But if us warty pudgy homely yucky people always hide our faces, how will others ever learn to look beyond superficial appearances?
Wonkette was, let's admit it, a pleasant surprise.
Ogged, you don't look that bad. Actually you look a little jewish, must be the nose.
My crush on Belle does continue unabated, but also unaided, by the revelation of her personal appearance.
Aww, Adam, that's sweet. Or wait, vaguely insulting? No, no, it's sweet.
Belle, I was just trying to show you that I wasn't shallow.
So waitaminute there Ogged, if you think bloggers should keep their appearances to themselves, why'd you go and out (or attempt to, anyway) Belle before?

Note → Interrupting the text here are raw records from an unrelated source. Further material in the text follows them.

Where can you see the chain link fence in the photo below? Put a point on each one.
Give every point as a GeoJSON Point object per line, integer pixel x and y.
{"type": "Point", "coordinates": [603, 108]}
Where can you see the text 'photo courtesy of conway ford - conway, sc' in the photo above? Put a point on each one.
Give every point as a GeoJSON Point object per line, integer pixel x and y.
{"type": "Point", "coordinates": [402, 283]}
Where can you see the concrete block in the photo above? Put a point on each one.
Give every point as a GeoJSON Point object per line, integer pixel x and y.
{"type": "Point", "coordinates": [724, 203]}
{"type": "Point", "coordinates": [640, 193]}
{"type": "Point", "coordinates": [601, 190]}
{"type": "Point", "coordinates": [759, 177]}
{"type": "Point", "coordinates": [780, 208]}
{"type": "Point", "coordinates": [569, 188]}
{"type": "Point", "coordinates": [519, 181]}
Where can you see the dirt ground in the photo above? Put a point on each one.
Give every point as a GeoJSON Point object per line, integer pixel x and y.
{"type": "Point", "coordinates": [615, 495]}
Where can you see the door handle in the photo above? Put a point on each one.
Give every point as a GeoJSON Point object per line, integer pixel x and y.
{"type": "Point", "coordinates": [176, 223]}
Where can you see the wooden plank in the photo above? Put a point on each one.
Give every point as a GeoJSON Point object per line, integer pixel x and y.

Do you really have to bring up the most ignominious chapter in my sleuthing history? (Belle, I'm so sorry, I was confused and mistaken....) Ben, you fucking rat.
To answer the substantial question: hmm, good question. I credit Adam with helping me thematize my opposition to public appearances, and allowing me to raise inchoate thoughts to the level of principle. Verily, I was barely conscious before.
I wouldn't have thought it reflected so poorly on your sleuthing, ogged. I mean, it would have to have been sleuthing in the first place, right?
I kid because I love.
That's either nice of you or you're still making fun of me. Generally, a sleuth who picks out the wrong target is adjudged a crappy sleuth. Anyone can dig through the trash, right?
BTW it's nice for you to say I look "sultry" in that photo, Ogged, since it would be more accurate to say I look like I just got hit smartly on the base of the skull with an axe handle. But, to be fair, I was totally drunk.
Well, now that you've said it, I can say it: you look drunk, too. But some women look stupid drunk, some look sultry. Count yourself lucky.
It's the kohl that does it.
(Yeah, I know that's not really kohl. But "kohl" is cool, and I was thinking of this Gorey quatrain.)